If that doesn't help then see this answer for next step. The netsh documentation says:
clientcertnegotiation
Optional. Specifies whether the negotiation of certificate is enabled or disabled. Default is disabled.
Enable that and even the dumbest browser should notice that it is supposed to offer certificate for authentication. To diagnose your problem further you can use WireShark to see the negotiation in action.
In every browser I've seen, the browser will not prompt you to select a certificate if it does not have any certificates signed by a CA the server trusts. So make sure your server is configured with the correct CAs. As Boklucius suggested, you can use openssl to examine the list of trusted CAs your server is sending to clients and see whether the CA you have signed your client certificates with is among them.
Try openssl s_client -connect yourip:443 -prexit
And see if the CA (your self signed cert) is send to the client in the Acceptable client certificate CA names.
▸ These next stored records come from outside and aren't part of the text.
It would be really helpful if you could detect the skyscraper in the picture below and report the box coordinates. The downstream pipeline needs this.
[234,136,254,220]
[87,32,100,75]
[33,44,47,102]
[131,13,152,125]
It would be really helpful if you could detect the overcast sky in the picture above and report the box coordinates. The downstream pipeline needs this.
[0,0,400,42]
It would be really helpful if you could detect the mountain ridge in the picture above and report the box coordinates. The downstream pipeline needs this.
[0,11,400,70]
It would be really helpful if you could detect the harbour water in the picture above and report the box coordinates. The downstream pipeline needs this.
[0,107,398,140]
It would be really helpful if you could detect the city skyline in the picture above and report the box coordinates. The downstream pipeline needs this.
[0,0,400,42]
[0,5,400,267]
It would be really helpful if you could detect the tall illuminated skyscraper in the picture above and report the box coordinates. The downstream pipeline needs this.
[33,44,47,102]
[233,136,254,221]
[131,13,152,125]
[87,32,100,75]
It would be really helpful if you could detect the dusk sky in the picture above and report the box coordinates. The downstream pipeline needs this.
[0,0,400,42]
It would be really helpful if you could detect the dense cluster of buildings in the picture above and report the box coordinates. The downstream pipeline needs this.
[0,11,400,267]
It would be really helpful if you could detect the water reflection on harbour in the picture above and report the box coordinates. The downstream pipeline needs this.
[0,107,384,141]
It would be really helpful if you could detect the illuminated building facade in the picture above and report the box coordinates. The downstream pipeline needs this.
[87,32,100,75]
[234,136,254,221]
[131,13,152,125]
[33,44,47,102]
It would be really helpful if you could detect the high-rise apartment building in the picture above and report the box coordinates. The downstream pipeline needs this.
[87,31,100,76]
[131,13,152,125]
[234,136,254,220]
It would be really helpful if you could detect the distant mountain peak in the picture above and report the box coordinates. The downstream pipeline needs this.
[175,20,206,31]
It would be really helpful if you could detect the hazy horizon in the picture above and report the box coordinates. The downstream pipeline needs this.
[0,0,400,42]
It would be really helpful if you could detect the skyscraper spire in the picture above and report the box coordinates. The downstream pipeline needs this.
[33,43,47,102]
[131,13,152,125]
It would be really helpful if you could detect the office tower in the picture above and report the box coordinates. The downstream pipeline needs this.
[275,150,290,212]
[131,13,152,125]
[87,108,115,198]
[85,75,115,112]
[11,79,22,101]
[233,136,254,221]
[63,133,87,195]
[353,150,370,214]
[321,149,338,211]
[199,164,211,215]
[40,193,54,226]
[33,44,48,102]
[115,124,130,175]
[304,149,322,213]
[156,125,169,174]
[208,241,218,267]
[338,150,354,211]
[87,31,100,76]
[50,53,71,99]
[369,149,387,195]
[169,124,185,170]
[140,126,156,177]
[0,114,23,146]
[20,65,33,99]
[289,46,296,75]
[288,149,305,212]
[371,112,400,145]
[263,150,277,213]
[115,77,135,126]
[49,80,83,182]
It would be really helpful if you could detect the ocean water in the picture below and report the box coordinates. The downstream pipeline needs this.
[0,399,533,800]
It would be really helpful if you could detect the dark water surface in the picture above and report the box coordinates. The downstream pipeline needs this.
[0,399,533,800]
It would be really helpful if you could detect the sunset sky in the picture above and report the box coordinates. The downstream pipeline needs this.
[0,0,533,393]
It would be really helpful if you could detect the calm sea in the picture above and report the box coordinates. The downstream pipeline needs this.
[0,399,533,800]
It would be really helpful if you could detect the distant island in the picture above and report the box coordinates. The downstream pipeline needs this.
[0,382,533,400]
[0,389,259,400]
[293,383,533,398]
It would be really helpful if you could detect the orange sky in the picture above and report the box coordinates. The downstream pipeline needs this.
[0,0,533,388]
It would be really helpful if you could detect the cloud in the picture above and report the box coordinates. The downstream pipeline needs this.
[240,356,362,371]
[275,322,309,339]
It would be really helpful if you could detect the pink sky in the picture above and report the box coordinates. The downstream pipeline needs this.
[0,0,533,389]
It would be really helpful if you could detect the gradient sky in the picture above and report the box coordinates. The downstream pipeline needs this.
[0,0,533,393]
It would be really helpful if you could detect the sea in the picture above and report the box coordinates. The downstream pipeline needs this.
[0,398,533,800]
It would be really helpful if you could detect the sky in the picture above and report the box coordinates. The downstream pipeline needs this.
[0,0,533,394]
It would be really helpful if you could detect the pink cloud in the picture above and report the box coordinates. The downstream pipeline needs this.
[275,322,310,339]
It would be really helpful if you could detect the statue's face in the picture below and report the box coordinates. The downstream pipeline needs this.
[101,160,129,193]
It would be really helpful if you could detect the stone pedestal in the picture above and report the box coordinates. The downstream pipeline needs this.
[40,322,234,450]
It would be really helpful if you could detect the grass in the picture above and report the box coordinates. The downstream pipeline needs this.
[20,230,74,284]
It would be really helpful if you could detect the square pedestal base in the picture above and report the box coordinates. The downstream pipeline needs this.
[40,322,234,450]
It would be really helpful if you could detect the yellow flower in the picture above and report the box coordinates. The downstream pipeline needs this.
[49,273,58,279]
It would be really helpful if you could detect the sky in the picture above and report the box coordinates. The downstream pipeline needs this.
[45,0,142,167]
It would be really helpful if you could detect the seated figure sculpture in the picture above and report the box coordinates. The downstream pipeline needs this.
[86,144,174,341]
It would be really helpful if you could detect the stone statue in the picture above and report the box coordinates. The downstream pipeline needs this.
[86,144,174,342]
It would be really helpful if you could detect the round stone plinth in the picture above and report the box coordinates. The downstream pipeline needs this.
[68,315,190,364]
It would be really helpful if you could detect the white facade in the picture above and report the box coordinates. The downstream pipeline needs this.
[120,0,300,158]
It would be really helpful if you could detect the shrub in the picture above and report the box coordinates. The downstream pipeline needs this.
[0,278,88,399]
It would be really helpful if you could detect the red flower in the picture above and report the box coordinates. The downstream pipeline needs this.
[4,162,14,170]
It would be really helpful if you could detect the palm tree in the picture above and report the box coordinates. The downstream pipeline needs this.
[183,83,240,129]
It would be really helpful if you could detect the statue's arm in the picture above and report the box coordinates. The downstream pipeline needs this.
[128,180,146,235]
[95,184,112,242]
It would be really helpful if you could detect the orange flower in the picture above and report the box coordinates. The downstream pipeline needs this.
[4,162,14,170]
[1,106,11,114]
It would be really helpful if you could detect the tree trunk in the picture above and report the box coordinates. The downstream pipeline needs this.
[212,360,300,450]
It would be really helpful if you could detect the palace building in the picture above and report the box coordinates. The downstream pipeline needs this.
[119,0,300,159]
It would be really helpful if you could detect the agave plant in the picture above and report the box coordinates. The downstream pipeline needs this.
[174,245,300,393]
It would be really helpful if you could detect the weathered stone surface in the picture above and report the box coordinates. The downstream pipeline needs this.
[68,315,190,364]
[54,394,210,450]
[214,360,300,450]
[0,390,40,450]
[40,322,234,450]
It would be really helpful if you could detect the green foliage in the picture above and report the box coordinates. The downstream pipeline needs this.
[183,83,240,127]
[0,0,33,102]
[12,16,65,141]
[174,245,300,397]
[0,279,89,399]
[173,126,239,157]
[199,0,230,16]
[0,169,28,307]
you need to install openssl first if you don't have it
I'll throw in a "try restarting the browser" suggestion, particularly if you installed the certificate while the browser was running.
To add a rather painful lesson to the mix: Make sure you quit Skype (or any other application) that eats port 443.
So the idea here is if you are running a dev environment on the same machine (both client and IIS), and your team uses Skype or some other app to communicate.
Watch the hours go by as you try and debug this problem, seemingly doing everything "right", netsh http sslcerts and such, even rebooting but to no avail. Well, turns out Skype will eat 443 so turn it off and "poof" there goes your certificate prompt.
Then feel free to throw things at the wall, shout obscenities or just "Rage, rage against the dying of the light".
Also, make sure Fiddler isn't getting in the way. If you have it decrypting the SSL, it'll corrupt the message back to IE, and it doesn't have the certificate installed, so it can't offer it. Turn off fiddler, and voila, the certificate prompt appears.
In Firefox, if you press 'Cancel' the first time you're prompted for a certificate, and you left the sneaky 'Remember this decision' box checked, then Firefox will remember that and never offer it again.
You can view and delete your previous remembered decisions in Firefox Preferences -> Privacy & Security (about:preferences#privacy), View Certificates, and check the Authentication Decisions tab.
Just connecting to my VPN and trying showed me the certificate prompt. Needs to be done only the first time.